Le climat au Liban reste tendu alors que le Hezbollah a exprimé son rejet des négociations directes entre Israël et le Liban, sur fond de frappes israéliennes ayant causé la mort de 18 personnes dans le sud du pays. Ces événements surviennent alors qu’une rencontre est prévue à Washington pour discuter d’une trêve et de la reprise des discussions entre les deux pays sous l’égide des États-Unis.
EN BREF
- Le Hezbollah rejette les négociations avec Israël, accentuant les tensions internes.
- 18 personnes, dont trois secouristes, ont été tuées par des frappes israéliennes récentes.
- Une rencontre à Washington entre représentants libanais, israéliens et américains est prévue.
Le mouvement libanais pro-iranien, le Hezbollah, a réaffirmé son refus de toute forme de négociation directe avec Israël. L’annonce survient alors que des frappes israéliennes ont frappé le sud du Liban, entraînant la mort de 18 personnes, parmi lesquelles des secouristes, selon le dernier bilan du ministère de la Santé libanais. Ces événements mettent en lumière les tensions croissantes dans la région, où le Liban et Israël sont officiellement en état de guerre depuis plusieurs décennies.
La présidence libanaise a récemment communiqué qu’une rencontre se tiendra ce mardi à Washington, impliquant des représentants des deux pays ainsi que des autorités américaines. L’objectif de cette réunion est d’établir une trêve et de discuter des modalités de reprise des négociations sous la supervision américaine. Toutefois, cette initiative a suscité des réactions vives, tant au sein de la population que parmi les leaders politiques libanais.
À Beyrouth, plusieurs centaines de manifestants ont exprimé leur soutien au Hezbollah en protestant contre les négociations. Brandissant des drapeaux du parti et des drapeaux iraniens, les participants ont clairement affiché leur opposition à toute forme de normalisation avec Israël.

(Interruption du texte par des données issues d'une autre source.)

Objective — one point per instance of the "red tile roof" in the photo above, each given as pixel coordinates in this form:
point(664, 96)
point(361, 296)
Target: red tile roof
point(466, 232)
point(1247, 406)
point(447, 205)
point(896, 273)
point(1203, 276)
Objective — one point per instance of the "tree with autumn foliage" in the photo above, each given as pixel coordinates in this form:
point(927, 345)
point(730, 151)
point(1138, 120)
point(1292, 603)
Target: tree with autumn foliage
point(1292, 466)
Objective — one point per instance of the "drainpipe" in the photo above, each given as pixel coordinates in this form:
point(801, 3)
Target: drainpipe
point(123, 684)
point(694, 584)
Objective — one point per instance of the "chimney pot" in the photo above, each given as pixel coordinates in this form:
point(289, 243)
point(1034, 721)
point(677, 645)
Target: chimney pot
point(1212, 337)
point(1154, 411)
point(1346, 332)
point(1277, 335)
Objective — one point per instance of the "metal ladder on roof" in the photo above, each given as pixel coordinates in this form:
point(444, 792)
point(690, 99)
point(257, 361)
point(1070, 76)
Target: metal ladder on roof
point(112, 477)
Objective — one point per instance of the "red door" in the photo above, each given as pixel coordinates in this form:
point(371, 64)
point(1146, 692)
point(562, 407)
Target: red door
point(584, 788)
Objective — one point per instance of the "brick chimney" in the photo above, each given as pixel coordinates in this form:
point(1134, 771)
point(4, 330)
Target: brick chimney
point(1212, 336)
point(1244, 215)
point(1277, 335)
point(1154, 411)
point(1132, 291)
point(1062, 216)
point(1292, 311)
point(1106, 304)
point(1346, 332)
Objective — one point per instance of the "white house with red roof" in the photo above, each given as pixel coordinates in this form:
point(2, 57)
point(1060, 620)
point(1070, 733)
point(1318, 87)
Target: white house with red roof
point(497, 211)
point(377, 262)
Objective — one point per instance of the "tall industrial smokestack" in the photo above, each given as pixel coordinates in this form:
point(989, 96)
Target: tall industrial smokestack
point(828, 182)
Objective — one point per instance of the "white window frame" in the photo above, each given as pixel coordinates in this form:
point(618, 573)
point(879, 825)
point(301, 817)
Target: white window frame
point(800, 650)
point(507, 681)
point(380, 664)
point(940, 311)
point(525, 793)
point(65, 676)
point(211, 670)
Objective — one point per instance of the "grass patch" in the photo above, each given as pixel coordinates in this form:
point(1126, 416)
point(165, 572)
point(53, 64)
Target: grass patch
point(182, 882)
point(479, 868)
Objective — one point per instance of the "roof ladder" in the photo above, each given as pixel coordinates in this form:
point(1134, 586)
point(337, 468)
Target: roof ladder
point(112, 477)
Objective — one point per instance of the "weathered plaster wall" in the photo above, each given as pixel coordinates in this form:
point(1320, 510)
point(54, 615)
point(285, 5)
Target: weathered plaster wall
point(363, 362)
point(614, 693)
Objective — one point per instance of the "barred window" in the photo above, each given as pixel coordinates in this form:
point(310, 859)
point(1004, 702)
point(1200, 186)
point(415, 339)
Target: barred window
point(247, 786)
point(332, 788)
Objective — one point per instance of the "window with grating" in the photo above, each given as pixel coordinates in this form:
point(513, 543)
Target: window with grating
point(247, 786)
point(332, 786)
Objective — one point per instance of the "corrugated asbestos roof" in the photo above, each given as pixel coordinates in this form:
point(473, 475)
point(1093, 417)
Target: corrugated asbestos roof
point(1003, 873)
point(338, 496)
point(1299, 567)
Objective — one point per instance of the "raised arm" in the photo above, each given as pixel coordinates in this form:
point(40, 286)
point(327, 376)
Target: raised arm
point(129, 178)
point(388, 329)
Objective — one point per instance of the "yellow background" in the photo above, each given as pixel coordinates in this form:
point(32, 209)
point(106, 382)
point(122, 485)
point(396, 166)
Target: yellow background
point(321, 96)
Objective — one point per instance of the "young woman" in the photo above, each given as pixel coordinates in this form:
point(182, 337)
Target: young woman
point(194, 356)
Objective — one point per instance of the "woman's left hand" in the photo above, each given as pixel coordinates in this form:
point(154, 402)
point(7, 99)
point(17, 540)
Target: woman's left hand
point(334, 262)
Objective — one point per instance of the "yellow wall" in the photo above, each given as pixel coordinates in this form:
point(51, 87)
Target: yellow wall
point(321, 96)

Oula Hammoud, une manifestante, a exprimé son mécontentement en demandant la démission du Premier ministre Nawaf Salam, arguant que seuls les « héros » ont défendu le pays depuis le début des hostilités.
Ce climat de mécontentement est renforcé par les récentes déclarations du Hezbollah et de son allié, le mouvement Amal, qui ont appelé à la prudence et à l’évitement de manifestations pouvant compromettre la stabilité du pays. Dans un communiqué commun, ils ont mis en garde contre les divisions internes que cherchent à provoquer les « ennemis » israéliens.

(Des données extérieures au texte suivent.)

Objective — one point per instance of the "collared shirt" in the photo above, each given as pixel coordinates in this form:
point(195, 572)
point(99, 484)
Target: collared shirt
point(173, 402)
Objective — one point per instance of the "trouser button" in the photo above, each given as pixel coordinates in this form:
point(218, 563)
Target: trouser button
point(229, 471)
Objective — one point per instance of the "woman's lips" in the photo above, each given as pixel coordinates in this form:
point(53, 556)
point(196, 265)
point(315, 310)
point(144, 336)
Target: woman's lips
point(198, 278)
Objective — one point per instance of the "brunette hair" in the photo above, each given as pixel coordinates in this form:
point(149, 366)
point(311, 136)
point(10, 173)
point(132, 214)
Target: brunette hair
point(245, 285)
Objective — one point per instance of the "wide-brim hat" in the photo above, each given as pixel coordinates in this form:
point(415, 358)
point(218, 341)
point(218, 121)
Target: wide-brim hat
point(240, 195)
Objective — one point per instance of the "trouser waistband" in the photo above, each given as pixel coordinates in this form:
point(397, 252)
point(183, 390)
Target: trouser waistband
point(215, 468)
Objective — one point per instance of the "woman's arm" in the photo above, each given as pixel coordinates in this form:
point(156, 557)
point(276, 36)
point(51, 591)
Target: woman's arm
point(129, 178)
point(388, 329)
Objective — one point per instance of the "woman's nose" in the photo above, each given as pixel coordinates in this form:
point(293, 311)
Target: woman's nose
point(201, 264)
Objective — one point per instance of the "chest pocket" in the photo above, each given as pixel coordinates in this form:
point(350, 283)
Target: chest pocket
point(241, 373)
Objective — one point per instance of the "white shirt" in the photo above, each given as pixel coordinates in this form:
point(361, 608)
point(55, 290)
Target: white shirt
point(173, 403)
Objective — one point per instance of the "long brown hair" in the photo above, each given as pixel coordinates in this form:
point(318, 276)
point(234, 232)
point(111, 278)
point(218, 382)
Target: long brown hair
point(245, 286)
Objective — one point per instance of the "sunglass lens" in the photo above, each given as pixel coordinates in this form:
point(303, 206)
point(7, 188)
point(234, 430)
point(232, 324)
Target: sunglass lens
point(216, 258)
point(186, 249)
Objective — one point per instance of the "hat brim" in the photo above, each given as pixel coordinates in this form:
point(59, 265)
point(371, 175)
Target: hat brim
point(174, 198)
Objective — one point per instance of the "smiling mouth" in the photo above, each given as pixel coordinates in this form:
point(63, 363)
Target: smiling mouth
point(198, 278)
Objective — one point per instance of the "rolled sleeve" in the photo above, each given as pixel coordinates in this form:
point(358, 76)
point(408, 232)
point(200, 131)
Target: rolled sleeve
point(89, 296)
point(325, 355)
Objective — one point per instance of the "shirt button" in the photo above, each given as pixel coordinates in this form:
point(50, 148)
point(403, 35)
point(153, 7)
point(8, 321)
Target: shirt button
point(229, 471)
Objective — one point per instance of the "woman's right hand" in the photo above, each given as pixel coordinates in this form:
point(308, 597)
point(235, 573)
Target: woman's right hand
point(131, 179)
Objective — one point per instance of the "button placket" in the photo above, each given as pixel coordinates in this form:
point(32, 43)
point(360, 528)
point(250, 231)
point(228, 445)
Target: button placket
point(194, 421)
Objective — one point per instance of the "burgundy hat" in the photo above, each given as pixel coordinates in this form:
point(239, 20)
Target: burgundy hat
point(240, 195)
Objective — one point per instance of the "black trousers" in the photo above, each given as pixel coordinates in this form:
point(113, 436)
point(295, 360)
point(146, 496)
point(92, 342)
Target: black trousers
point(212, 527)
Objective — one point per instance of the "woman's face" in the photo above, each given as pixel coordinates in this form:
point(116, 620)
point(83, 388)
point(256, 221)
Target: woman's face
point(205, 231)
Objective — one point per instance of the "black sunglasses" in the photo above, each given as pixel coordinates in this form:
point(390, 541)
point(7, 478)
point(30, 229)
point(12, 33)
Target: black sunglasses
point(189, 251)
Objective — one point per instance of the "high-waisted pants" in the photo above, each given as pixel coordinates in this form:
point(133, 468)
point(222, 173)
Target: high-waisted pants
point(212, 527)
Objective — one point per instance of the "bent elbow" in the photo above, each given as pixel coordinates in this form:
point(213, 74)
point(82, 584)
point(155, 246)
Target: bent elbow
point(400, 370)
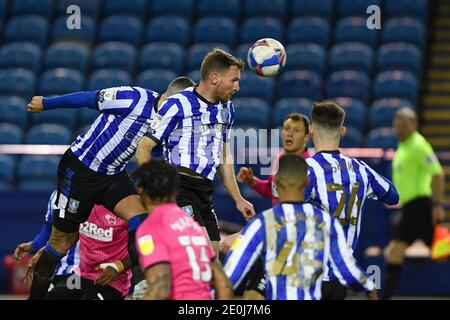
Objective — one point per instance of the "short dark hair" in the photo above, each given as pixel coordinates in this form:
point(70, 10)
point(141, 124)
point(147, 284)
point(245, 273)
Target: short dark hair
point(295, 116)
point(179, 84)
point(327, 114)
point(219, 60)
point(157, 178)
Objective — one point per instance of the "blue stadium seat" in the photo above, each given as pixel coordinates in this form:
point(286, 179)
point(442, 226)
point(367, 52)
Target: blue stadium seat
point(308, 56)
point(64, 117)
point(353, 138)
point(162, 55)
point(218, 8)
point(19, 82)
point(89, 8)
point(351, 56)
point(87, 116)
point(183, 8)
point(43, 8)
point(60, 81)
point(121, 28)
point(13, 110)
point(86, 34)
point(39, 168)
point(136, 8)
point(315, 8)
point(258, 87)
point(406, 8)
point(48, 134)
point(21, 55)
point(285, 106)
point(27, 29)
point(382, 138)
point(355, 8)
point(351, 84)
point(252, 112)
point(253, 29)
point(198, 51)
point(215, 29)
point(107, 78)
point(354, 29)
point(169, 29)
point(382, 112)
point(7, 166)
point(10, 134)
point(400, 56)
point(67, 55)
point(156, 80)
point(265, 8)
point(117, 55)
point(355, 112)
point(309, 29)
point(396, 84)
point(404, 30)
point(303, 84)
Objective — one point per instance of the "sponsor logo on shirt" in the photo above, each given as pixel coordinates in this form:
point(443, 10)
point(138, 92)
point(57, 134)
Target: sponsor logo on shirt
point(91, 230)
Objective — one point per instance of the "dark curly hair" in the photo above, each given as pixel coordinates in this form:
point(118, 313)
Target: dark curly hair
point(157, 178)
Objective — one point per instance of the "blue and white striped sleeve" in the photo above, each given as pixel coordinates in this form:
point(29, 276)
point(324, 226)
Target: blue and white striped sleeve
point(343, 263)
point(380, 187)
point(244, 251)
point(166, 120)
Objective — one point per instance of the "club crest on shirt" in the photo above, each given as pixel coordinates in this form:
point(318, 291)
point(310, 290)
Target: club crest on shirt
point(146, 245)
point(188, 210)
point(73, 205)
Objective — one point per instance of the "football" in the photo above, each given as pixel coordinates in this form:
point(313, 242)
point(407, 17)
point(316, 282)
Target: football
point(266, 57)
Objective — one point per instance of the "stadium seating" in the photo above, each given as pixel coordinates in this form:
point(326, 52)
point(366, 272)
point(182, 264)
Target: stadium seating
point(309, 29)
point(253, 29)
point(10, 134)
point(310, 57)
point(17, 81)
point(116, 55)
point(107, 78)
point(67, 55)
point(121, 28)
point(61, 81)
point(13, 110)
point(252, 112)
point(352, 56)
point(162, 55)
point(29, 28)
point(316, 8)
point(285, 106)
point(43, 8)
point(222, 30)
point(300, 84)
point(156, 80)
point(48, 134)
point(21, 55)
point(351, 84)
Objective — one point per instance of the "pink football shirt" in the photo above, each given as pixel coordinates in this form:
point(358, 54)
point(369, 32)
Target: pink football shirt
point(103, 239)
point(169, 235)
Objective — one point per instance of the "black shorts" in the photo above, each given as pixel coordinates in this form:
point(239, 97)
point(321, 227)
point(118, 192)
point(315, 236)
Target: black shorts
point(195, 198)
point(416, 222)
point(80, 188)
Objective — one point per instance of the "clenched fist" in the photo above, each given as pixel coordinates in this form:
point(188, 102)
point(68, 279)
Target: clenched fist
point(36, 104)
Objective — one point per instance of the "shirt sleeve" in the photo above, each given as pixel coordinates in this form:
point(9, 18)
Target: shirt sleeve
point(343, 263)
point(244, 251)
point(166, 120)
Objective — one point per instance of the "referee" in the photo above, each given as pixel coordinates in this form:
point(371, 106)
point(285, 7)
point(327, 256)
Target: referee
point(419, 179)
point(194, 127)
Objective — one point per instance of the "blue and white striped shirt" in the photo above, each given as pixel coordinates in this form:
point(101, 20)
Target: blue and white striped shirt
point(193, 131)
point(111, 141)
point(296, 241)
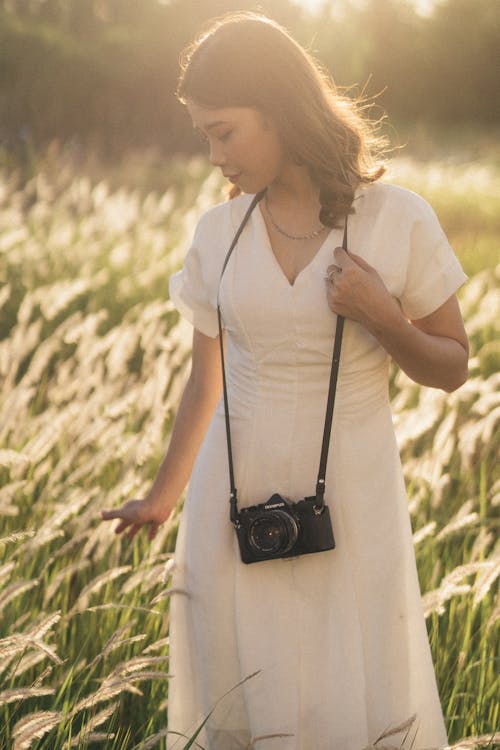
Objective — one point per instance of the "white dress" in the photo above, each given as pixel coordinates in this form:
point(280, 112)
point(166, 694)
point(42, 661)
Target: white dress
point(338, 638)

Le président libanais, Joseph Aoun, a plaidé pour des négociations directes sous parrainage international, une initiative à laquelle Israël a finalement consenti, après des appels à la retenue de la part des États-Unis. Cependant, l’ambassadeur israélien aux États-Unis, Yechiel Leiter, a précisé que son pays ne négocierait pas de cessez-le-feu avec le Hezbollah, exacerbant ainsi les tensions.
Ces derniers jours, l’armée israélienne a intensifié ses opérations, annonçant avoir ciblé plus de 200 sites liés au Hezbollah au Liban. Les frappes israéliennes, qui ont déjà coûté la vie à plus de 2 000 personnes depuis le début des hostilités le 2 mars, continuent d’inquiéter la population libanaise.
Les récentes frappes, notamment dans la région de Saïda, ont causé des pertes humaines importantes, touchant des civils et des secouristes. Le ministère de la Santé a dénoncé des attaques systématiques visant les équipes de secours, ajoutant une nouvelle dimension à la crise humanitaire qui frappe le pays.
Les funérailles des victimes des frappes, qui ont eu lieu à Saïda, ont été marquées par une profonde émotion. Les proches des défunts, accablés de chagrin, se sont rassemblés autour des cercueils recouverts du drapeau libanais, illustrant le profond impact des violences sur la société libanaise.
À ce stade, le Liban se trouve à un carrefour critique, où les enjeux de la paix et de la guerre se mêlent à des défis internes. Les appels à l’unité et à la solidarité sont plus que jamais nécessaires pour faire face aux tensions qui menacent de déstabiliser le pays.